Anyway… thanks to those spectacular Jurassic and Cretaceous fossils from China, we know today that non-avialan paravians were highly similar to early avialans in external appearance. Long, pennaceous feathers covered the hands and much of the arms, and also grew from the sides and tip of the tail. A continuous, extensive feathery pelage covered much of the rest of the body, including even some or much of the snout and even – in some groups – the feet. We’ve generally thought that those feathers not on the forelimbs and tail were loose, shaggy, filamentous feathers like those present in non-maniraptoran coelurosaurs but they might not all have been like this: recent studies show that even complex feathers end up looking loose and shaggy when subjected to decomposition, burial and crushing, and that the body of Archaeopteryx was covered in short pennaceous feathers (Foth et al. 2014). The scaly faces and scaly fingers still being shown in some life reconstructions of these animals do not appear to be accurate. Members of some non-avialan paravian lineages – the microraptorine dromaeosaurs, for example – had elongate, pennaceous feathers on their hindlimbs (even on their feet), but others did not.

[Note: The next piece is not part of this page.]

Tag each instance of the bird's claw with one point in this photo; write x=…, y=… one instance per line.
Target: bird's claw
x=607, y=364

In short, non-avialan paravians must essentially have looked like short-winged versions of Archaeopteryx, an insane concept when we consider that some of these animals (Utahraptor and other giant dromaeosaurs, for example) were giants of 6 m or more. Some of you will be familiar with this awesome, crowd-funded in-the-works range of toys which do fairly accurately depict what we now think as goes non-avialan paravian life appearance (check out the Kickstarter page here). I like them, but there some very minor details I think are wrong (like the scaly fingers).
Having mentioned Archaeopteryx, here we come back to those studies which argue that Archaeopteryx is not actually a member of the branch that includes living birds but might actually be on the dromaeosaur or troodontid branch instead. This idea has been contested and might be wrong. Again, it doesn’t much matter as goes the general pattern of evolution among maniraptorans as a whole, given that Archaeopteryx is obviously so similar to early dromaeosaurs and troodontids. A few other small, Archaeopteryx-like Jurassic maniraptorans – including Anchiornis, Xiaotingia and Eosinopteryx – have also moved from branch to branch depending on the study concerned: they are dromaeosaurids (Senter et al. 2012, for Xiaotingia) or troodontids in some studies (Hu et al. 2009, Senter et al. 2012, Godefroit et al. 2013, Brusatte et al. 2014), early avialans in others (Foth et al. 2014, Lee et al. 2014).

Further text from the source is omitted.